Quote:
Originally Posted by timsk Hi Anna,
Thanks for the reply.
In a nutshell, look for inside bars (IB's) in a slower timeframe e.g. weekly bars - that appear near key S/R zones and then look to enter in a faster T/F - e.g. on a daily bar - when price pulls back to a significant zone in that T/F .
As I day trade U.S. equities, I could reasonably substitute the weekly / daily T/F for 10 min's / 1 min' T/F respectively - or whatever. Am I along the right lines? |
I guess it comes down to how you blend price from the various timeframe references to sit alongside your intended aims for the trade you're considering undertaking.
Your risk to cost ratio will obviously rank right up there as a major priority & if you can average your criteria into a value ticket, you're good to go.
If the Daily or Weekly trigger is outside your risk boundary, even allowing for reduced size, then I guess dropping down into a 4 hour frame might get you aboard with a little compromize on the numbers.
As mentioned previously, I personally wouldn't consider executing this type of game plan on anything lower than a Daily frame, but thats just my appetite!
It's up to you to figure out whether or not you can make it work according to your preferred timeframe tolerances, but this run thru here is the type of trigger blending I'd look at if I was seeking a compromize or reduced scaleback of the weekly-daily play....

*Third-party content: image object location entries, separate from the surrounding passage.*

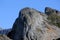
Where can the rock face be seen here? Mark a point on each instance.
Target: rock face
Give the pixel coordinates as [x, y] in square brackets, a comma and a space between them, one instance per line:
[4, 37]
[33, 25]
[5, 31]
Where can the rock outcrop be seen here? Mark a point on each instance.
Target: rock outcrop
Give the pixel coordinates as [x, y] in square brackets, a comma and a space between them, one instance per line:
[4, 37]
[33, 25]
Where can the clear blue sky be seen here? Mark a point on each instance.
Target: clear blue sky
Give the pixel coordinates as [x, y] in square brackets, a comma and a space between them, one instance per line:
[9, 9]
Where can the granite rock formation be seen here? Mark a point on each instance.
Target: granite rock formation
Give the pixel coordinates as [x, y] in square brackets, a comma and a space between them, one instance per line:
[33, 25]
[4, 37]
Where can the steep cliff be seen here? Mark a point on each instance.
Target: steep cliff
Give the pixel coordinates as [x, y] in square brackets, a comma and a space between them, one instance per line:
[33, 25]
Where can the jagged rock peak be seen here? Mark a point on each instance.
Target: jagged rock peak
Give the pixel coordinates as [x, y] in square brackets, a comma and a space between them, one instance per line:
[32, 25]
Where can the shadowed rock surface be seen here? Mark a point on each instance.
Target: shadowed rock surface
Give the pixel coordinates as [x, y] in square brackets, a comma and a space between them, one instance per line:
[33, 25]
[4, 37]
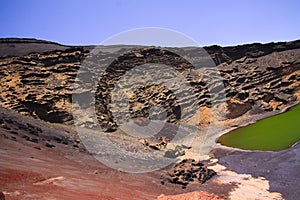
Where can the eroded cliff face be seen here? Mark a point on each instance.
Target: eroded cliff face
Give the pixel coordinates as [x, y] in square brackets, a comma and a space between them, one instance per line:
[257, 78]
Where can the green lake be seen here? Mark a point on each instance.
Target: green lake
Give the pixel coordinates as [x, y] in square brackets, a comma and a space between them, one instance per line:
[271, 134]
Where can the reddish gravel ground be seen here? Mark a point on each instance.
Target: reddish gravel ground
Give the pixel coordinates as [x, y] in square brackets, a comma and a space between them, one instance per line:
[62, 173]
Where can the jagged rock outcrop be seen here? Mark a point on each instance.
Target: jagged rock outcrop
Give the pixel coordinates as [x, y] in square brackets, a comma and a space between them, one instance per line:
[257, 78]
[187, 171]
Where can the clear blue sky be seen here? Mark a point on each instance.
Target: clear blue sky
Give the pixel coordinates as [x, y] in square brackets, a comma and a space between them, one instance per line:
[223, 22]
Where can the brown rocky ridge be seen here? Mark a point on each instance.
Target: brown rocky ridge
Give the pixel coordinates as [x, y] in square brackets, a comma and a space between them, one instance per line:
[38, 79]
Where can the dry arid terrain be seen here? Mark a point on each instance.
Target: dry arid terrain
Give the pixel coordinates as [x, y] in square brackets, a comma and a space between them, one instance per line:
[43, 156]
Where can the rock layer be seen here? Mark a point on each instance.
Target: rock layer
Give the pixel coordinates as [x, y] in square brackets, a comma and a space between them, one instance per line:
[257, 78]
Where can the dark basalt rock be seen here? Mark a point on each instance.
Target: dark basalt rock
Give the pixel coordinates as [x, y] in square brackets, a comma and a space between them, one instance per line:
[187, 171]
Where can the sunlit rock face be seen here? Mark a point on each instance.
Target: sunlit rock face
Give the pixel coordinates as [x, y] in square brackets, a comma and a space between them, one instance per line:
[39, 81]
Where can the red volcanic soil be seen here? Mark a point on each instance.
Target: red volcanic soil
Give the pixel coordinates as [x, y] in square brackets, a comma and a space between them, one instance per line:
[190, 196]
[31, 170]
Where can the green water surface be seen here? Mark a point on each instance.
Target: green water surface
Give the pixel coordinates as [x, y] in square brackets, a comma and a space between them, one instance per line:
[271, 134]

a little wider view of where these larger s/r zones hail from on this weekly frame....
closer look at the weekly IB vicinity in relation to the near-term s/r zone (1.3670) & the next lower level guide @ 1.2980. The low of the IB is marked up in grey @ 1.3345.
so, we got the low of the weekly IB ticked & the near term, next line potential reaction zones tagged. Drilling down into the 4 hour sheet you can monitor the activity as it plays out on & around the weekly activity zones to gauge the flows, behavior & potential to continue the downside momentum.
Using the weekly IB as the template, you could key into a low(er) risk event by seeking out mirror behavior (inside bar) via the 4 hour frame at & around the weekly s/r reaction level.
As long as you can compute acceptable risk, reasonable next level destination & momentum potential, based on price behavior - you're good to go.
how you manage your ongoing risk, additional (compounding) size, whether or not you peel off profit on the way, etc etc will be directly influenced by your initial aims & expectations for the trade.
I guess a similar template could be operated on the timeframes of your choice, as long as the reasonings for triggering your decision hold water from the priority timeframe that you work your research from, all the way down to your trigger frame.